Sipadan is the only oceanic island in Malaysia, rising 600 meters (2,000 ft) from the seabed. It was formed by living corals growing on top of an extinct volcanic cone that took thousands of years to develop. Sipadan is located at the heart of the Indo-Pacific basin, the centre of one of the richest marine habitats in the world. More than 3,000 species of fish and hundreds of coral species have been classified in this ecosystem.
Normally, rare diving scenes are frequently seen in the waters around Sipadan: schools of green and hawksbill turtles nesting and mating, schools of barracuda and big-eye jacks in tornado-like formations.
A turtle tomb lies underneath the column of the island, formed by an underwater limestone cave with a labyrinth of tunnels and chambers that contain many skeletal remains of turtles that become lost and drown before finding the surface.
Sipadan. Guest who wants to go to Sipadan should make your booking with us at least 3 months in advance since permits are limited.
The flamboyant cuttlefish, blue-ringed octopus, mimic octopus and bobtail squids are just a few of the numerous types of cephalopods to be found on Mabul's reef.
The sight of harlequin shrimp feeding on sea stars and boxer crabs waving their tiny anemone pompoms are just a small example of the endless species of crustaceans.
Many types of gobies can be found including the spike-fin goby, black sail-fin goby and metallic shrimp goby. Frogfish are everywhere- giant, painted and clown frogfish are regularly seen along with the almost the whole scorpion fish family. Mabul Island is located approximately 40 minutes away by speed boat.

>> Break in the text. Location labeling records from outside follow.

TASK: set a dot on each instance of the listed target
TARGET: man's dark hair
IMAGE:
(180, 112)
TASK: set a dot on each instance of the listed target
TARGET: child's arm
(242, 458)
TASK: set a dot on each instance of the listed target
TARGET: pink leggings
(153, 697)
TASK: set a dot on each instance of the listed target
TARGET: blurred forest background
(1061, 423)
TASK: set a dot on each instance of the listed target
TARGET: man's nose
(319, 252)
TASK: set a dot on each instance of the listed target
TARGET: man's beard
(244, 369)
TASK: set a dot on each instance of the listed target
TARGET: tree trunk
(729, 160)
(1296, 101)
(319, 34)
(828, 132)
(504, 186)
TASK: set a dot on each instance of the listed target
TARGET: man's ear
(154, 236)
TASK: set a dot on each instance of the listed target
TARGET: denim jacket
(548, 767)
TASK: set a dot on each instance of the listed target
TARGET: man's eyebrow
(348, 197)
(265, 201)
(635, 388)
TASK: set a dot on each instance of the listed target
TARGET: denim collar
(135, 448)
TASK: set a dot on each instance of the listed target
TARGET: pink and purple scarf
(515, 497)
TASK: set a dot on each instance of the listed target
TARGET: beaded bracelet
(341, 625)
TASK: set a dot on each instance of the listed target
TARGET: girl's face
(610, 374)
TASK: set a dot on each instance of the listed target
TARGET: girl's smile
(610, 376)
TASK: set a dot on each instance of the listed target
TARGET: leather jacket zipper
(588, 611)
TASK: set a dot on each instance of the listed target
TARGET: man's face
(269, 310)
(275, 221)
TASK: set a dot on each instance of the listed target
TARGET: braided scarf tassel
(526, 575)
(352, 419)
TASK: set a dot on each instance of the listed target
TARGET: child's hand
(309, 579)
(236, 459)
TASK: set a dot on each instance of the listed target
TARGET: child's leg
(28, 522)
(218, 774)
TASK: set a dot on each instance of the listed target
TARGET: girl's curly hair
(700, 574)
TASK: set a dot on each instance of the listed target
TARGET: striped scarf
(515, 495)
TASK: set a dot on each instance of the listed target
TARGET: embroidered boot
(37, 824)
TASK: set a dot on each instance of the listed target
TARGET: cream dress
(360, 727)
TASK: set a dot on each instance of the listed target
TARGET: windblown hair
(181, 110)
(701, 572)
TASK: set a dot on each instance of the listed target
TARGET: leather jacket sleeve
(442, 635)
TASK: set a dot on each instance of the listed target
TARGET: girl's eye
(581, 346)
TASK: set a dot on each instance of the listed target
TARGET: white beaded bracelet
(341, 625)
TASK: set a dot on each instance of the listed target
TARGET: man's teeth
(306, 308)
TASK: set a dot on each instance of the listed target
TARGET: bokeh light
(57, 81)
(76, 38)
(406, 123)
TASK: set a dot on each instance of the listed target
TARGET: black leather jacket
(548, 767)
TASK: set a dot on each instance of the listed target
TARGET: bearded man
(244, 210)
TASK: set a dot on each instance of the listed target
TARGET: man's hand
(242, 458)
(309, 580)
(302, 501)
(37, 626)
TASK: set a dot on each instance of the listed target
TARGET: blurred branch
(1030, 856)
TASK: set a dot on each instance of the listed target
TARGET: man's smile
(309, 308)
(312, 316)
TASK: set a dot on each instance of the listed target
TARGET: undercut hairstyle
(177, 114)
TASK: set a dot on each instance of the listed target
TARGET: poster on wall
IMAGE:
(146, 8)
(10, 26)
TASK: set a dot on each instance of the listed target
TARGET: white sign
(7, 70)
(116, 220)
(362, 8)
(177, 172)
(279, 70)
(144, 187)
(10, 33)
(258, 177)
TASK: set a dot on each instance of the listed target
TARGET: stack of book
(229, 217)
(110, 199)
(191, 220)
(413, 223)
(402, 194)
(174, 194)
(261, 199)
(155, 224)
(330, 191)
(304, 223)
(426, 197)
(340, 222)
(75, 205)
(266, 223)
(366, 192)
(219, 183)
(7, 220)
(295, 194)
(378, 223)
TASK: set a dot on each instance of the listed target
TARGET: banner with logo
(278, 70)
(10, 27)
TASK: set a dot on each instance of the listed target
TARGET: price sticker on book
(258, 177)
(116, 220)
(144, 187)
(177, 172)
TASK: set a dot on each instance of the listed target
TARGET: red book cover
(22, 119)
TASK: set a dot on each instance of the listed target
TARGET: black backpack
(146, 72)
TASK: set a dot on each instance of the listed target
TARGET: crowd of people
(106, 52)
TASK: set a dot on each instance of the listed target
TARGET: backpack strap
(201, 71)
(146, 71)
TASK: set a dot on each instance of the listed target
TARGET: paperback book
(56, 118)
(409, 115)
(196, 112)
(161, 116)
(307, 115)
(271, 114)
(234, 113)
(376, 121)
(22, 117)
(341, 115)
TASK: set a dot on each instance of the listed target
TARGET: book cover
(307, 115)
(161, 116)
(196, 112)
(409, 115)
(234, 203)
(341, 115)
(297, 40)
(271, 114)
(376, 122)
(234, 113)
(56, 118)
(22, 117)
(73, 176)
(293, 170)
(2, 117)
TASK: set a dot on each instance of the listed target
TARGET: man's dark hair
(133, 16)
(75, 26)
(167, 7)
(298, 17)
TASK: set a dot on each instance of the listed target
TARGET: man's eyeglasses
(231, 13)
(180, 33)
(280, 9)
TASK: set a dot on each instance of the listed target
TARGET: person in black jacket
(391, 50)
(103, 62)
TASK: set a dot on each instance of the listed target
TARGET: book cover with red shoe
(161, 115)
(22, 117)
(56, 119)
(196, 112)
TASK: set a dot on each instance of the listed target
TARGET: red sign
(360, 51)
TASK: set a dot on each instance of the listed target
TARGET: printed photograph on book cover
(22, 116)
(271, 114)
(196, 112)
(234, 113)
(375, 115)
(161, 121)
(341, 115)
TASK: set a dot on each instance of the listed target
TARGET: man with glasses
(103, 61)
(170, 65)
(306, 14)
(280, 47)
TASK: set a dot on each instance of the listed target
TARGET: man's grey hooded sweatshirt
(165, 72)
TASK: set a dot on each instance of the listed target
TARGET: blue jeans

Kapalai Island is at the edge of the Ligitan Reef and is little more than a sand bank. It has a shallow reef on the protected north end, sloping from just beneath the surface to approximately 20 meters, teeming with fish life in all the colours of the rainbow and more!. The sharp eyes of our dedicated dive masters can help you spot such incredible critters like clown frogfish, mandarin fish, nudibraches, flamboyant cuttlefish, mantis shrimp... the list goes on!
At the southern end of the reef a slope runs down to just about 12m where a long but narrow sandy area is a favourite hiding place for sting rays. Turtles can be found resting at coral formations on both sides. By venturing further out to the deep end, sightings of white tip reef sharks are also common. Kapalai Island is located approximately 45 minutes away by speed boat.